Multivariate Item Response Theory (MIRT) is sought-after widely by applied researchers looking for interpretable (sparse) explanations underlying response patterns in questionnaire data. There is, however, an unmet demand for such sparsity discovery tools in practice. Our paper develops a Bayesian platform for binary and ordinal item MIRT which requires minimal tuning and scales well on large datasets due to its parallelizable features. Bayesian methodology for MIRT models has traditionally relied on MCMC simulation, which cannot only be slow in practice, but also often renders exact sparsity recovery impossible without additional thresholding. In this work, we develop a scalable Bayesian EM algorithm to estimate sparse factor loadings from mixed continuous, binary, and ordinal item responses. We address the seemingly insurmountable problem of unknown latent factor dimensionality with tools from Bayesian nonparametrics which enable estimating the number of factors. Rotations to sparsity through parameter expansion further enhance convergence and interpretability without identifiability constraints. In our simulation study, we show that our method reliably recovers both the factor dimensionality as well as the latent structure on high-dimensional synthetic data even for small samples. We demonstrate the practical usefulness of our approach on three datasets: an educational assessment dataset, a quality-of-life measurement dataset, and a bio-behavioral dataset.

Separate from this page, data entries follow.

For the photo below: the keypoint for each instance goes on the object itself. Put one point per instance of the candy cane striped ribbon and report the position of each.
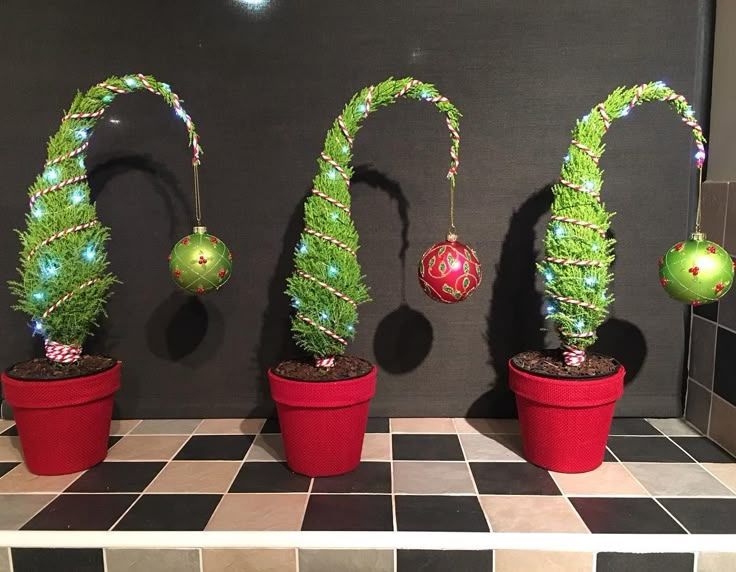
(321, 328)
(335, 165)
(368, 100)
(587, 150)
(330, 239)
(69, 155)
(595, 194)
(325, 362)
(89, 115)
(572, 261)
(37, 195)
(327, 287)
(637, 96)
(68, 295)
(61, 233)
(112, 87)
(573, 301)
(344, 129)
(407, 87)
(329, 199)
(579, 222)
(573, 357)
(62, 353)
(604, 116)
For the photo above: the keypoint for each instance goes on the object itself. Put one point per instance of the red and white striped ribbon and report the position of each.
(327, 287)
(587, 150)
(344, 129)
(335, 165)
(595, 194)
(573, 301)
(61, 233)
(90, 115)
(68, 295)
(572, 261)
(325, 362)
(321, 328)
(573, 357)
(37, 195)
(604, 116)
(330, 239)
(579, 222)
(330, 200)
(62, 353)
(69, 155)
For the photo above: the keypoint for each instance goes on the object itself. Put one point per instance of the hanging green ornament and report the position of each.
(200, 262)
(696, 271)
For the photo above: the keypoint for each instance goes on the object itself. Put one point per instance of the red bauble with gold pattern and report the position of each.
(449, 271)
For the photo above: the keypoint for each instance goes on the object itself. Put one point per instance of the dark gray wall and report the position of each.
(263, 87)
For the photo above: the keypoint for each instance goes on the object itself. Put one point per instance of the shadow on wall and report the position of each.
(403, 338)
(516, 322)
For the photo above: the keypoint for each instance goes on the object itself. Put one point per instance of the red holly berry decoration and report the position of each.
(449, 271)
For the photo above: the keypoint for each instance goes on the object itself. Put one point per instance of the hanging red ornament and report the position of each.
(449, 271)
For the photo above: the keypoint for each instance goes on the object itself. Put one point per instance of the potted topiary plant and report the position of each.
(322, 400)
(566, 397)
(62, 403)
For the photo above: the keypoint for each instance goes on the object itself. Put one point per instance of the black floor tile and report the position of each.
(704, 516)
(440, 513)
(369, 477)
(81, 512)
(271, 426)
(266, 477)
(624, 515)
(377, 425)
(348, 512)
(619, 562)
(170, 512)
(723, 384)
(11, 431)
(57, 559)
(632, 426)
(704, 450)
(647, 450)
(408, 447)
(444, 560)
(112, 477)
(215, 448)
(7, 467)
(496, 478)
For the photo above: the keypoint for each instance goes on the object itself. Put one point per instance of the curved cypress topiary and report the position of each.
(64, 282)
(578, 252)
(327, 285)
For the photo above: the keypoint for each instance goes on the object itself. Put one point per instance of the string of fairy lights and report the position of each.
(591, 151)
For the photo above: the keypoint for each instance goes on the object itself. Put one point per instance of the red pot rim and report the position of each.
(323, 394)
(567, 392)
(61, 392)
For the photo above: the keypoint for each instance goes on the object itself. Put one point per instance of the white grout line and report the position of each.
(557, 542)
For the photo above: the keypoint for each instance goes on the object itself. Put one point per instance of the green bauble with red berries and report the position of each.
(200, 262)
(696, 271)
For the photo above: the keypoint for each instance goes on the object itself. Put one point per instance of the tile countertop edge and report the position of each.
(566, 542)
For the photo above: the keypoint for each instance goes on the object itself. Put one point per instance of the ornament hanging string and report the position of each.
(578, 311)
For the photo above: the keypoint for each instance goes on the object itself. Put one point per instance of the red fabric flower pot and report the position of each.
(323, 423)
(63, 424)
(565, 422)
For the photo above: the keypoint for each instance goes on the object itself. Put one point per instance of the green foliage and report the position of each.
(50, 271)
(325, 261)
(567, 240)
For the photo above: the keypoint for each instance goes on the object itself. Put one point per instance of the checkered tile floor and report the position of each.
(455, 475)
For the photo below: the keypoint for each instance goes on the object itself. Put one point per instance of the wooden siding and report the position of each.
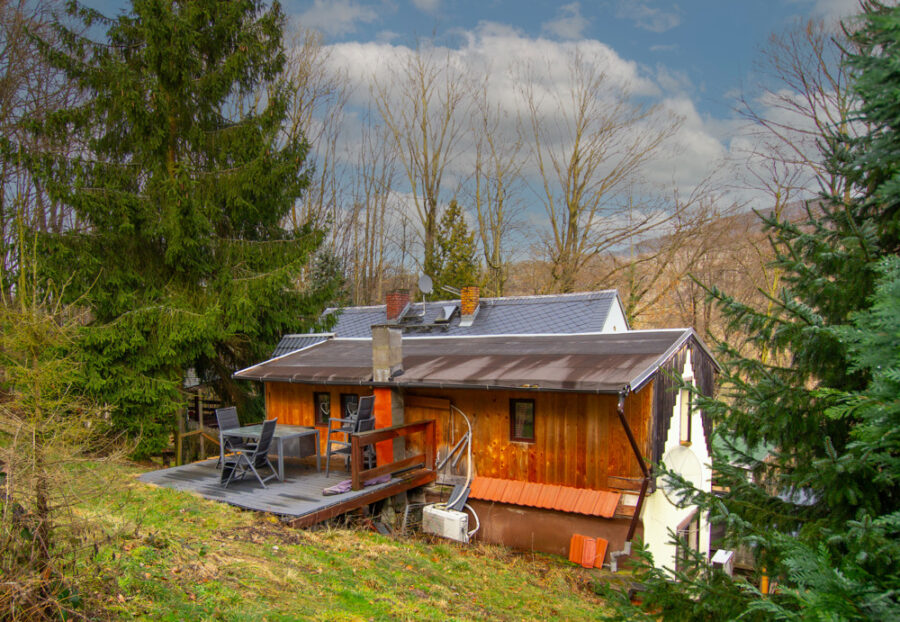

All demonstrations show that our tool yields interpretable estimates, facilitating interesting discoveries that might otherwise go unnoticed under a pure confirmatory factor analysis setting.

翻译：多维项目反应理论（MIRT）因其能为问卷数据中的反应模式提供可解释（稀疏）的潜在解释而备受应用研究者青睐。然而，实践中此类稀疏性发现工具的需求尚未得到充分满足。本文为二元与有序项目MIRT开发了一个贝叶斯平台，该平台需要极少的调参，并因其可并行化特性而能良好地扩展到大型数据集。传统的MIRT模型贝叶斯方法依赖于MCMC模拟，这不仅在实践中可能速度缓慢，而且若不进行额外的阈值处理，通常无法实现精确的稀疏性恢复。在本工作中，我们开发了一种可扩展的贝叶斯EM算法，用于从混合的连续、二元及有序项目反应中估计稀疏因子载荷。我们利用贝叶斯非参数方法中的工具解决了潜因子维度未知这一看似难以克服的问题，从而能够估计因子数量。通过参数扩展实现的稀疏旋转进一步增强了收敛性和可解释性，且无需施加可识别性约束。在我们的模拟研究中，我们表明即使在样本量较小的情况下，我们的方法也能在高维合成数据上可靠地恢复因子维度及潜在结构。我们在三个数据集上展示了本方法的实际效用：一个教育评估数据集、一个生活质量测量数据集以及一个生物行为数据集。所有实例均表明，我们的工具能产生可解释的估计，促进在纯验证性因子分析设定下可能被忽视的有趣发现。